The leader of the Cuban Revolution, 85, who left office in 2006 due to an illness, conversed for six hours with guests at Friday's presentation of the two volumes of Guerrillero del Tiempo (Guerrilla of Time), written by author and journalist Katiuska Blanco.
This was Castro's first public appearance since April 2011, when he attended the closure of the 6th Communist Party Congress, at which his younger brother, President Raul Castro, replaced him as head of the organization.
The nearly 1,000-page memoir begins with the first recollections of his childhood and ends December 1958 on the eve of the guerrilla movement's victory that brought down the dictator Fulgencio Batista.
Wearing an athletic jacket and checked shirt, according to photos published in Cuban newspapers and on the official Web site Cubadebate, Fidel Castro spoke on a variety of subjects during the event attended by leading Cuban intellectuals and by Culture Minister Abel Prieto.
He spoke, according to official media, of the mistake of believing that socialism means all economic problems are solved, of his deepest opposition to students having to pay for their education, and about international affairs like the dispute over the Falkland Islands, that bit of land snatched from Argentina, he said.
The admirable struggles that today's Latin American students and students around the world are waging for their rights was another topic he discussed.
“We must support the ideas of the young Chilean leader Camila Vallejo so that education is free and accessible to all.
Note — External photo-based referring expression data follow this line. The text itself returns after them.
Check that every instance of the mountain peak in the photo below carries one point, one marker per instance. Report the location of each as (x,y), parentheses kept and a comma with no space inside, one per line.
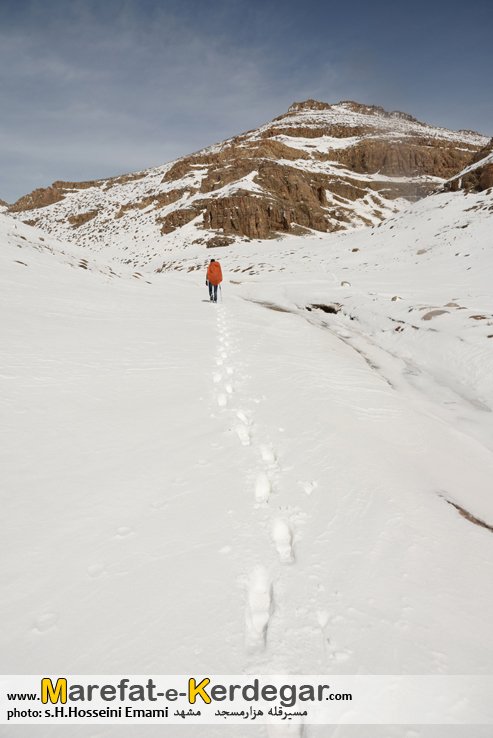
(319,167)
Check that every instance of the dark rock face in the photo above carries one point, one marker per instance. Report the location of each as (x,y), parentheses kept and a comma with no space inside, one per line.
(479,178)
(44,196)
(78,220)
(249,216)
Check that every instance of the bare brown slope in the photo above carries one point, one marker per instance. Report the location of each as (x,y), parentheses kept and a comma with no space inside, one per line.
(317,187)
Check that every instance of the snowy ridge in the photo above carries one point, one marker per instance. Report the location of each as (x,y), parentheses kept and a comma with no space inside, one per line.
(308,462)
(136,219)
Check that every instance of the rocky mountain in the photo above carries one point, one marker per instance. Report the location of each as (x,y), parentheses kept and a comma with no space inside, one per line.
(318,167)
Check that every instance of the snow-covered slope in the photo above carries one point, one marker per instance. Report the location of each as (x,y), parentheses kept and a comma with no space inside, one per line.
(318,167)
(165,458)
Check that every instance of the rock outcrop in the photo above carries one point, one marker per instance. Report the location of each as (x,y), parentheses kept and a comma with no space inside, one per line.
(319,166)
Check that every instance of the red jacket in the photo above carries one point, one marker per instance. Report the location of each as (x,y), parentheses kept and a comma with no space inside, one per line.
(214,273)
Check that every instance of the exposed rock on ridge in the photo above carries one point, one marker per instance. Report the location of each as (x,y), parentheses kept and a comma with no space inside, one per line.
(319,166)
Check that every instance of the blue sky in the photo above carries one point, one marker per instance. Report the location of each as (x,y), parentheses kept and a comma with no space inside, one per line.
(95,88)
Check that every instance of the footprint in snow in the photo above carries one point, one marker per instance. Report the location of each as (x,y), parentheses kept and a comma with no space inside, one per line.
(268,455)
(241,415)
(45,622)
(282,533)
(308,487)
(95,570)
(243,435)
(263,488)
(259,607)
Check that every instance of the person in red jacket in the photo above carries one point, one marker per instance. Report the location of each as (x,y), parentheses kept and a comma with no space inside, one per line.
(214,277)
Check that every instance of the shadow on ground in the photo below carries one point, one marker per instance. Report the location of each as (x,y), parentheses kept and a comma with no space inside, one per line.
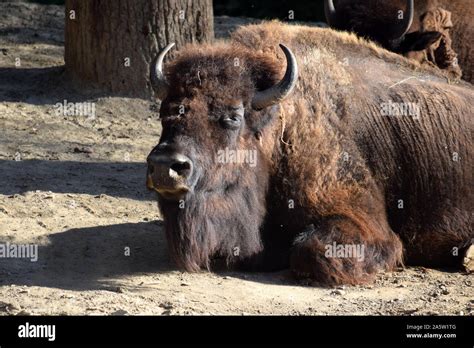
(92,258)
(117,179)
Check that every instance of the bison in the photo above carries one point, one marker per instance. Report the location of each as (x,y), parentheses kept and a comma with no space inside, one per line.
(420,32)
(362,159)
(462,33)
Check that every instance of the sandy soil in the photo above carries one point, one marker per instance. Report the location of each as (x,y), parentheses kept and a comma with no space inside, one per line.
(74,185)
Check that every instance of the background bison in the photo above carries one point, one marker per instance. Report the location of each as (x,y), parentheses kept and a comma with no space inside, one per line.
(420,30)
(396,184)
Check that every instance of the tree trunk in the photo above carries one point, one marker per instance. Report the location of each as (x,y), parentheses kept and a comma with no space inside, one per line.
(111,43)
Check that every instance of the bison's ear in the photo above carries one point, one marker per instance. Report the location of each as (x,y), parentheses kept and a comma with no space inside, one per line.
(418,41)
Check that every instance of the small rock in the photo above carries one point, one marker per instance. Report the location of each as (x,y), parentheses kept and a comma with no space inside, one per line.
(83,149)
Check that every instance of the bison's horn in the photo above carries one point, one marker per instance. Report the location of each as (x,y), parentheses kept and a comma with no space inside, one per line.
(330,12)
(282,89)
(158,80)
(405,24)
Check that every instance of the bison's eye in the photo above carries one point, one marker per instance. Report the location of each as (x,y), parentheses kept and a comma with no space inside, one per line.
(231,121)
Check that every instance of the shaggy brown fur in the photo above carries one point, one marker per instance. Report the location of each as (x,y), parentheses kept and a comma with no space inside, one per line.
(330,169)
(462,33)
(429,38)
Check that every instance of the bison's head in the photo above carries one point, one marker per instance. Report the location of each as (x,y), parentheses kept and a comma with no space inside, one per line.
(383,22)
(211,166)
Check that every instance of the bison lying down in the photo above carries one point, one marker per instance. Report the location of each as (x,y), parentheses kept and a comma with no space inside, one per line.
(420,31)
(360,148)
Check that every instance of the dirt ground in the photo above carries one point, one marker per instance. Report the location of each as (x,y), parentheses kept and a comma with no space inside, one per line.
(75,186)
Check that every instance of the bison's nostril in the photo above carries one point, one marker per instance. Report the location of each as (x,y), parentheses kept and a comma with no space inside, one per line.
(181,167)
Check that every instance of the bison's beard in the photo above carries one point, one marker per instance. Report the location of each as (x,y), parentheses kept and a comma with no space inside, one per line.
(223,224)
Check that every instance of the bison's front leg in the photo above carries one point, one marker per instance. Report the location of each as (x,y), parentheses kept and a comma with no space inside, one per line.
(344,250)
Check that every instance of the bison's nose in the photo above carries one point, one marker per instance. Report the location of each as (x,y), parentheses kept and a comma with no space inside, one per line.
(169,173)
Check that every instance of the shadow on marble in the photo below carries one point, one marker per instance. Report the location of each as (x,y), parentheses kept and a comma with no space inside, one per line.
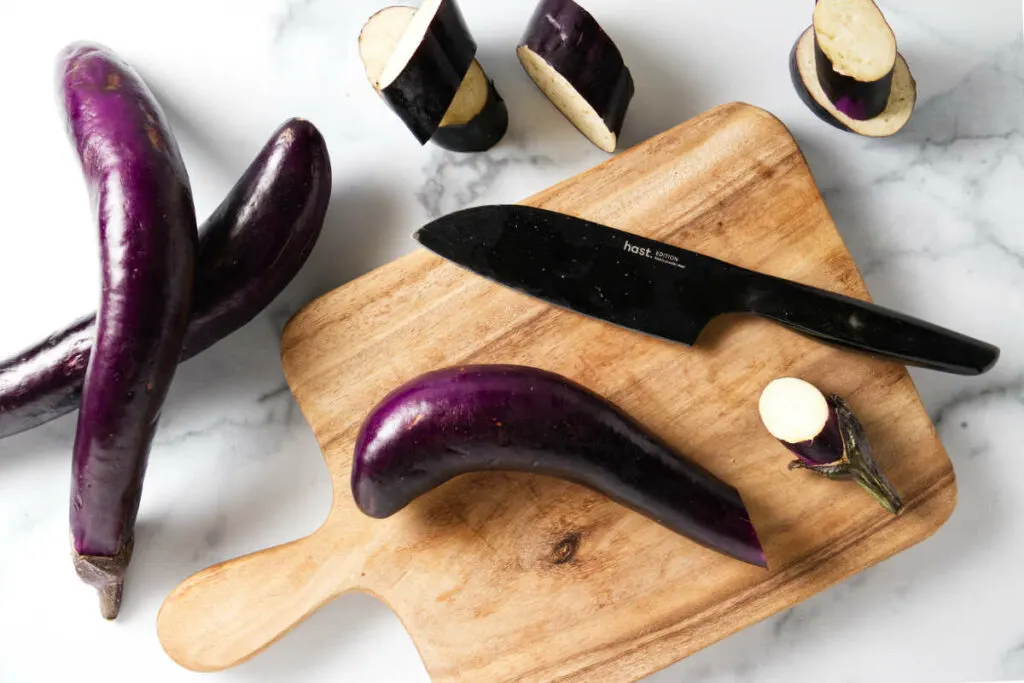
(219,151)
(666,95)
(363,225)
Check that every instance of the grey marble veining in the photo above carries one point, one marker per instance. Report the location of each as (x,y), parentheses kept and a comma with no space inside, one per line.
(932,216)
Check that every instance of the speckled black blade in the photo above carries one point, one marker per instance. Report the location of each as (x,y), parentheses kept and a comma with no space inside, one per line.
(592,269)
(673,293)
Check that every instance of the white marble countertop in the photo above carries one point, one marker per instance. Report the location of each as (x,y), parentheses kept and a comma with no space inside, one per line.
(933,218)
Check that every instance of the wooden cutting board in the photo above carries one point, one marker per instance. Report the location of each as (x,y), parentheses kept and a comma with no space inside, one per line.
(475,569)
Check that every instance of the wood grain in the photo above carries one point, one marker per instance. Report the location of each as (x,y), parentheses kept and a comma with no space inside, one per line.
(475,569)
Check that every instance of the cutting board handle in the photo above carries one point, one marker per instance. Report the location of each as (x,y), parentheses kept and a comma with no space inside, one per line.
(227,612)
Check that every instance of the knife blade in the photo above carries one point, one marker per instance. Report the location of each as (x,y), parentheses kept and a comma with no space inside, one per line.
(672,293)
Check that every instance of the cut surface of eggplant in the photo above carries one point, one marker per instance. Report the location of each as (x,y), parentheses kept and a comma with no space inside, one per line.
(475,120)
(899,107)
(579,68)
(793,410)
(855,37)
(855,56)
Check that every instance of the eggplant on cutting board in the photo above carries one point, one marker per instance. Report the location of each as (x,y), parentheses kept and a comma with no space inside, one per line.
(511,418)
(847,70)
(422,62)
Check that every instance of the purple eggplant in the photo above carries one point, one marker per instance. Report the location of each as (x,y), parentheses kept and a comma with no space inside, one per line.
(141,196)
(846,69)
(825,435)
(579,68)
(474,117)
(489,418)
(249,250)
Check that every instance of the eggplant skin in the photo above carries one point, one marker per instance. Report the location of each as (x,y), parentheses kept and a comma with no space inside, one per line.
(249,250)
(511,418)
(805,94)
(484,131)
(424,90)
(143,205)
(569,39)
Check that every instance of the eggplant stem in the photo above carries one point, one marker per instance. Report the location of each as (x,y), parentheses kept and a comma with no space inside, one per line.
(107,574)
(859,460)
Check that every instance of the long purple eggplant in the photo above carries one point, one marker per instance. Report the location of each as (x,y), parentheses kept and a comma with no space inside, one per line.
(579,68)
(249,250)
(487,418)
(143,204)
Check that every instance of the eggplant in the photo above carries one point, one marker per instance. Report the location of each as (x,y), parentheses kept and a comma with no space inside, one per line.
(512,418)
(579,68)
(474,117)
(250,248)
(825,435)
(142,201)
(847,70)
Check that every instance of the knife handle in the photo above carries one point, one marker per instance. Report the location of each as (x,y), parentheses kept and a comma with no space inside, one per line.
(857,325)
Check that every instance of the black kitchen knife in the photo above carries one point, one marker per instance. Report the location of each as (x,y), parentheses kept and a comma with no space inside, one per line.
(673,293)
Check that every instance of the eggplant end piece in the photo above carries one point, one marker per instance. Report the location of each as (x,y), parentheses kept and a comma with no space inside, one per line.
(476,117)
(573,105)
(902,97)
(107,574)
(579,69)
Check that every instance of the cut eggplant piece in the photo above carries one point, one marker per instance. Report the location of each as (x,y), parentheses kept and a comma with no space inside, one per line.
(579,68)
(900,98)
(855,56)
(475,117)
(798,414)
(825,435)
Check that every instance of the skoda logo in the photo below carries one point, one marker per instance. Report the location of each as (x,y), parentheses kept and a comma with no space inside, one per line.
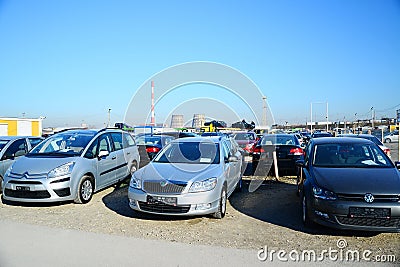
(25,175)
(369,198)
(164,183)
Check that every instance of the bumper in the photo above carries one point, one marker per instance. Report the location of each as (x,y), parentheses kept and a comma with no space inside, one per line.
(201,203)
(336,214)
(38,190)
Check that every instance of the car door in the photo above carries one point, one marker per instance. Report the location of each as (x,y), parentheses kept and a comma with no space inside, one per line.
(121,171)
(229,167)
(131,151)
(16,149)
(106,164)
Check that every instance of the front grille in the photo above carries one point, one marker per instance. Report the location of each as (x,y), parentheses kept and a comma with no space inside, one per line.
(377,198)
(24,182)
(63,192)
(27,194)
(160,207)
(157,187)
(374,222)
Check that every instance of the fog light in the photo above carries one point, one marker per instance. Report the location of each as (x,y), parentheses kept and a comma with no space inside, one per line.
(321,214)
(132,202)
(204,206)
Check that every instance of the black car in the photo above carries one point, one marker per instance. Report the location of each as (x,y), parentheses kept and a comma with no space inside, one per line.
(150,144)
(349,183)
(288,151)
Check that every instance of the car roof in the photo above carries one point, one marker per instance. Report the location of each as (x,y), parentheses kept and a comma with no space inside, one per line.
(215,139)
(342,140)
(10,138)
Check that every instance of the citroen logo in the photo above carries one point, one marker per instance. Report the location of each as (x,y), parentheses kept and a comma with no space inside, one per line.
(164,183)
(369,198)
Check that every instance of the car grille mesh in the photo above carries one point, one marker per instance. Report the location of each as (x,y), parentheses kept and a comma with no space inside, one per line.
(160,207)
(27,194)
(373,222)
(377,198)
(158,187)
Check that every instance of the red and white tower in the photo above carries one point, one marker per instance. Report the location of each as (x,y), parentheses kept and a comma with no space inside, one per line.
(153,120)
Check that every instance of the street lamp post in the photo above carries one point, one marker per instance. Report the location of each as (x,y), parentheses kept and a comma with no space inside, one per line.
(109,117)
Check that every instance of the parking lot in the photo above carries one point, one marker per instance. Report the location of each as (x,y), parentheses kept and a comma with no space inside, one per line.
(268,217)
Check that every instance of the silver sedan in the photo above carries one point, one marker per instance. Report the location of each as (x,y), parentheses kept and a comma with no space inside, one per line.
(190,176)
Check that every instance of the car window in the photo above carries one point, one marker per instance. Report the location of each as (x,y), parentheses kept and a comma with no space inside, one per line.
(350,155)
(3,143)
(16,149)
(128,140)
(105,143)
(91,152)
(117,140)
(190,153)
(34,141)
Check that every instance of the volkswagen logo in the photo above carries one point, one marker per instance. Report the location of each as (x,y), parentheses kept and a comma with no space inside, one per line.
(164,183)
(369,198)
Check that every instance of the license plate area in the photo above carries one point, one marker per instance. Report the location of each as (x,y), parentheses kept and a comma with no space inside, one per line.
(172,201)
(356,212)
(22,188)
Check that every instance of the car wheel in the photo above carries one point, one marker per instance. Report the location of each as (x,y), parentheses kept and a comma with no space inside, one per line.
(239,185)
(85,190)
(305,217)
(222,206)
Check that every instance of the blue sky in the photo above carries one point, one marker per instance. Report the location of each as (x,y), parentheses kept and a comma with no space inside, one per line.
(73,60)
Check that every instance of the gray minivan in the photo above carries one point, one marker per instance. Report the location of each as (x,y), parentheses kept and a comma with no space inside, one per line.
(13,147)
(72,165)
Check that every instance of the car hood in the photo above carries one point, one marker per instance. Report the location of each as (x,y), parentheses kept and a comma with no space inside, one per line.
(38,165)
(359,180)
(179,172)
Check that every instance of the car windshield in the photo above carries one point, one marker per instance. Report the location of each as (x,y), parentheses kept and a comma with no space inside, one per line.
(148,140)
(66,143)
(205,152)
(350,155)
(3,143)
(244,136)
(278,140)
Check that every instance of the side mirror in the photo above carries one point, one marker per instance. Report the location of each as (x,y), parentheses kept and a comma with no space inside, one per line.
(103,154)
(397,163)
(233,159)
(301,163)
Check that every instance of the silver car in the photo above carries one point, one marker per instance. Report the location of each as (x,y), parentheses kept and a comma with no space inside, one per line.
(13,147)
(72,165)
(190,176)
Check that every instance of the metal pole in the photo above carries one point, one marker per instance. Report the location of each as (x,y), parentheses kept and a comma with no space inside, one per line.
(398,145)
(109,117)
(327,120)
(311,119)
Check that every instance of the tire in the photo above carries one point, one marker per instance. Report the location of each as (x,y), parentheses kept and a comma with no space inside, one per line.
(222,205)
(305,217)
(85,190)
(239,185)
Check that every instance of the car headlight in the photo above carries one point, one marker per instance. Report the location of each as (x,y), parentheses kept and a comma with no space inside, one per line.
(203,186)
(323,194)
(61,170)
(135,182)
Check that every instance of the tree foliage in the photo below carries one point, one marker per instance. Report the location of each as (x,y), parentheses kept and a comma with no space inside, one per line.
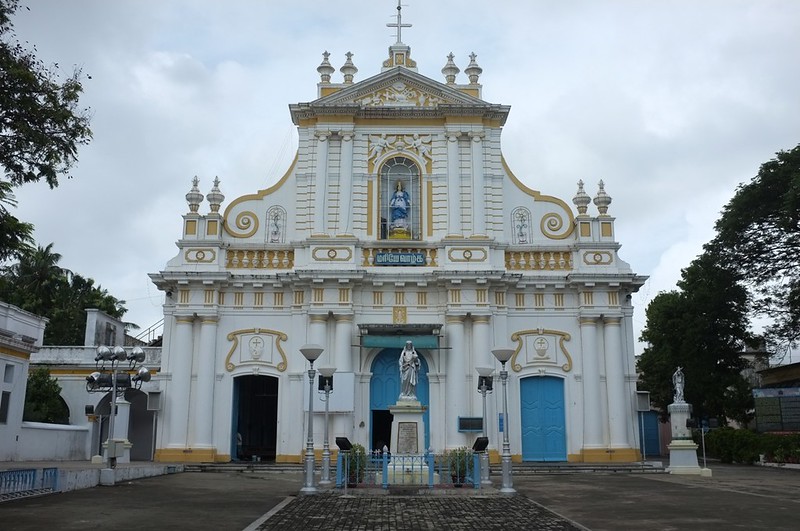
(758,236)
(41,127)
(38,284)
(43,402)
(702,327)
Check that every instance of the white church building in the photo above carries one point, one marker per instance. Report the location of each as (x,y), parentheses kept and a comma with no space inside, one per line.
(398,220)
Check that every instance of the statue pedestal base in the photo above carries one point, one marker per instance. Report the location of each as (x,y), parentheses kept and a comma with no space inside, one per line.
(682,450)
(408,428)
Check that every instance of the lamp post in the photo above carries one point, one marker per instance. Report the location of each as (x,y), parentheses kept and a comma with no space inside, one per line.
(109,378)
(484,388)
(326,386)
(311,353)
(503,355)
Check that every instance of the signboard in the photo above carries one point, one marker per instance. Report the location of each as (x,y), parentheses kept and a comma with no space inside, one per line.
(777,409)
(402,259)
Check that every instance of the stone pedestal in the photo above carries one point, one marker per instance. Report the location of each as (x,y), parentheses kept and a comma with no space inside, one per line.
(682,450)
(408,428)
(408,439)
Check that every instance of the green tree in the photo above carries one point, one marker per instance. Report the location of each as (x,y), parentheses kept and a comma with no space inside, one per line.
(702,328)
(758,235)
(41,123)
(43,402)
(41,127)
(38,284)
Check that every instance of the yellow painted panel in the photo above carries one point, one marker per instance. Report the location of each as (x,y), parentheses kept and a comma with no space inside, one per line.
(326,91)
(211,228)
(191,227)
(185,455)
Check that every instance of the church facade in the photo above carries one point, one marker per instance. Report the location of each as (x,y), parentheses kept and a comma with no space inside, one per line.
(397,221)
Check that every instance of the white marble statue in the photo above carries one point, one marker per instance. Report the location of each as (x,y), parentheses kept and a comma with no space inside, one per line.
(677,383)
(409,372)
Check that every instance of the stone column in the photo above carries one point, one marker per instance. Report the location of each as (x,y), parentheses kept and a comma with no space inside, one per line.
(478,186)
(615,383)
(455,400)
(121,427)
(318,334)
(346,185)
(453,187)
(177,393)
(344,350)
(343,423)
(204,385)
(321,184)
(592,432)
(480,357)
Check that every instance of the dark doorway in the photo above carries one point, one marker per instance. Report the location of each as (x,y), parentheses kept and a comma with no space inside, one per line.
(255,402)
(381,429)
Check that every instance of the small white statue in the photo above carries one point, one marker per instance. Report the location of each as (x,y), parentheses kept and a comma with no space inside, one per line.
(677,383)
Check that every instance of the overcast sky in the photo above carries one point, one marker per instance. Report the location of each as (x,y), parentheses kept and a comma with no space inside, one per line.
(672,104)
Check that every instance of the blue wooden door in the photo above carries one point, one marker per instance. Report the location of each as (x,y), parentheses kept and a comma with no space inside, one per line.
(384,385)
(543,425)
(648,433)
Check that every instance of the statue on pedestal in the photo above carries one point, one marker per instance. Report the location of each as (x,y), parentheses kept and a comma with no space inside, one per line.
(677,383)
(409,372)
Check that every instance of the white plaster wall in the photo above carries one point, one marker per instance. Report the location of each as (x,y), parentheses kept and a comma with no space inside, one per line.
(52,442)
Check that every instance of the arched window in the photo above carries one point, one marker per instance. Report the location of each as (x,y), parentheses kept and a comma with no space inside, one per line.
(276,225)
(521,225)
(400,200)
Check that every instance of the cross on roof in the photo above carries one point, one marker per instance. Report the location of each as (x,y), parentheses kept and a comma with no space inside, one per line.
(399,24)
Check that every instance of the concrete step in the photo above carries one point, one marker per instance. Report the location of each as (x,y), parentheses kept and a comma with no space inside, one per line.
(652,467)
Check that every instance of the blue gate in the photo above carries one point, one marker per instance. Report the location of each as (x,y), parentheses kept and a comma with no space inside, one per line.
(543,425)
(384,385)
(648,432)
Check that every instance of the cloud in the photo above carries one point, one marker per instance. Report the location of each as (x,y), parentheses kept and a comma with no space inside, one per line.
(671,104)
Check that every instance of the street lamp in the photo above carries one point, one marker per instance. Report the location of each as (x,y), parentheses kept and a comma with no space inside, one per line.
(109,378)
(484,388)
(311,353)
(503,355)
(326,387)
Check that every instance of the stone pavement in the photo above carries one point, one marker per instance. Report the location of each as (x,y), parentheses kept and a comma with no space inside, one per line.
(414,513)
(736,497)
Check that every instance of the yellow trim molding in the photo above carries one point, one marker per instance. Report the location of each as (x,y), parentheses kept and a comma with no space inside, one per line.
(186,455)
(245,219)
(279,336)
(551,221)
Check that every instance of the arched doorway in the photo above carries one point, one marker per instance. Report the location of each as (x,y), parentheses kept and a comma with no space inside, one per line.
(543,425)
(384,389)
(254,430)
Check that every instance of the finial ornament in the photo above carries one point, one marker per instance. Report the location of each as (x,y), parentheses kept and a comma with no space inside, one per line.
(602,199)
(194,197)
(450,70)
(215,197)
(581,199)
(325,69)
(399,24)
(473,71)
(348,69)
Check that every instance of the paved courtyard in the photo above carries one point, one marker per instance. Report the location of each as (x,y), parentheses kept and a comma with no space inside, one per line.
(736,497)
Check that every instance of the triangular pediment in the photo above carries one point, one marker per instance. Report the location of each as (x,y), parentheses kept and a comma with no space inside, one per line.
(399,88)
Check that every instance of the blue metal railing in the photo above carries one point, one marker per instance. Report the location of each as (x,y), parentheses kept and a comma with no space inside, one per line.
(13,481)
(27,482)
(382,470)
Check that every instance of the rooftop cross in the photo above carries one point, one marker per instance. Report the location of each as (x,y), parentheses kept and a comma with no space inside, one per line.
(399,24)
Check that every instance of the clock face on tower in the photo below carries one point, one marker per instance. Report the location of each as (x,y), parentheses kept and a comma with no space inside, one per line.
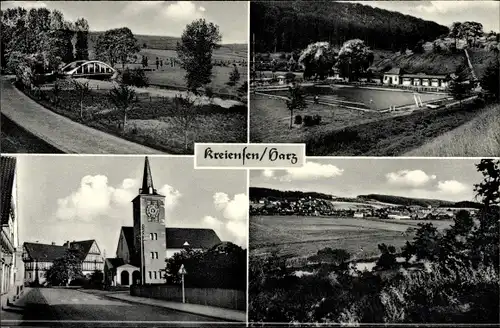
(152,211)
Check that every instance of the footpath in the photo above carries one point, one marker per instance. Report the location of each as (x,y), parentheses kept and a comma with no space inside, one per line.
(205,310)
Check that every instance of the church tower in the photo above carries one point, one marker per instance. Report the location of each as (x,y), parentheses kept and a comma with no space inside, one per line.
(149,230)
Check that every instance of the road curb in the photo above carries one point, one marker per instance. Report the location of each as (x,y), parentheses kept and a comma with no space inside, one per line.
(175,309)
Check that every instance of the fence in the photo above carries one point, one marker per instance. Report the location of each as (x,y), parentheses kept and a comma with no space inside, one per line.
(223,298)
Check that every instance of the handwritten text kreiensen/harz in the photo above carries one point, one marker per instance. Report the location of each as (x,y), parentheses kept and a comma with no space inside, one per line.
(268,154)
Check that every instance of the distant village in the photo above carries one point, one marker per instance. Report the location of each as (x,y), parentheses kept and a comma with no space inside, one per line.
(309,206)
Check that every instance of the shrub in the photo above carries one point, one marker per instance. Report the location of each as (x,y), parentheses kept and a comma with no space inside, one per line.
(135,77)
(312,120)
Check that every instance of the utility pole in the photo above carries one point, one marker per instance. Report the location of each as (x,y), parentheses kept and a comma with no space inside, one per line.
(142,257)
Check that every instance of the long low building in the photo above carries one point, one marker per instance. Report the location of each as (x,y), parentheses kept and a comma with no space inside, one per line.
(38,258)
(396,76)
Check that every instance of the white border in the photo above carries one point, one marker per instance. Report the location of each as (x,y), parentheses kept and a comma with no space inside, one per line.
(251,167)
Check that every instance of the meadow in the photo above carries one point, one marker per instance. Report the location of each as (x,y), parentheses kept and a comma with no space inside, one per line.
(151,121)
(174,76)
(295,236)
(346,132)
(362,97)
(479,137)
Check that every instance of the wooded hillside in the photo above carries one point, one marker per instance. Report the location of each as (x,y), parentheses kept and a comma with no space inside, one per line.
(290,25)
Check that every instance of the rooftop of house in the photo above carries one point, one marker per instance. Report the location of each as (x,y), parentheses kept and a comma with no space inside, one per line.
(177,237)
(7,173)
(50,252)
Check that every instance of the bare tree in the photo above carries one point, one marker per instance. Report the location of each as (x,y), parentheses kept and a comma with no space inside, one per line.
(124,98)
(82,90)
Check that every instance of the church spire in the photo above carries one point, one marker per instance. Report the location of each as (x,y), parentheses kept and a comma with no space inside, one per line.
(147,180)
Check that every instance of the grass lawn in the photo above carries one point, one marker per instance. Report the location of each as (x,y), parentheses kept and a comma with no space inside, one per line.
(362,97)
(477,138)
(175,76)
(303,236)
(151,122)
(270,120)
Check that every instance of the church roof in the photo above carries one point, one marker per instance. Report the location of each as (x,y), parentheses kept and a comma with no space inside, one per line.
(196,238)
(176,237)
(48,252)
(147,180)
(7,173)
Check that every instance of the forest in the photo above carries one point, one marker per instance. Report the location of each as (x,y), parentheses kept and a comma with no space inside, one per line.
(284,26)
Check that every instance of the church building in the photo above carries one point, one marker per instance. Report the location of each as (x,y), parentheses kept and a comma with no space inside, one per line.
(143,247)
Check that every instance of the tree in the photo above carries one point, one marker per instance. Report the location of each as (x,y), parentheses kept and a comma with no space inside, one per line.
(82,90)
(296,101)
(123,98)
(425,244)
(459,86)
(455,32)
(65,269)
(234,76)
(318,59)
(387,259)
(82,43)
(116,45)
(243,89)
(490,81)
(184,114)
(198,42)
(354,58)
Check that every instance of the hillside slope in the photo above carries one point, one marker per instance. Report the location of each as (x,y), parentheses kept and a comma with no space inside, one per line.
(477,138)
(432,63)
(290,25)
(166,42)
(256,193)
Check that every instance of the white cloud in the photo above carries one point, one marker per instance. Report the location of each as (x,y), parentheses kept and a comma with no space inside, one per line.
(268,173)
(234,211)
(25,4)
(406,178)
(312,171)
(171,196)
(451,187)
(95,197)
(213,222)
(183,11)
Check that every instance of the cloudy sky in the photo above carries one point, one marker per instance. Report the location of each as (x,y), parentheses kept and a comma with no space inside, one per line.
(85,197)
(445,179)
(167,18)
(447,12)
But not only free and accessible but concerned about what is taught”, said the ailing leader.
Castro said he closely followed the events in Venezuela under President Hugo Chavez, with whom Castro is good friends. No one did more [than Chavez] for the people of Venezuela, the Bolivarian Movement, he underlined.
Fidel Castro did not rule out continuing to write. I have to do it now because one's memory wears out, he said.
After six hours of conversation, Castro, according to the report in the daily Granma, regretted having to leave but said he is a collaborator of the doctors treating him.
In July 2010 Castro made a surprise return to public life after four years of convalescence from the serious illness that forced him to delegate the Cuban presidency to younger brother Raul in 2006.
From that time the Cuban leader has participated with irregular frequency in meetings, visits, ceremonies and press conferences with Cuban and foreign reporters. His last public appearance was last April at the 6th Communist Party Congress.
Guerrillero del Tiempo was written by Cuban journalist Katiuska Blanco, who is also the author of Todo el Tiempo de los Cedros (All the Days of the Cedars), an official history of the Castro family published in 2003.
The memoirs come ahead of Tuesday which marks the 50th anniversary of the United States' trade embargo with Cuba, the longest running embargo ever.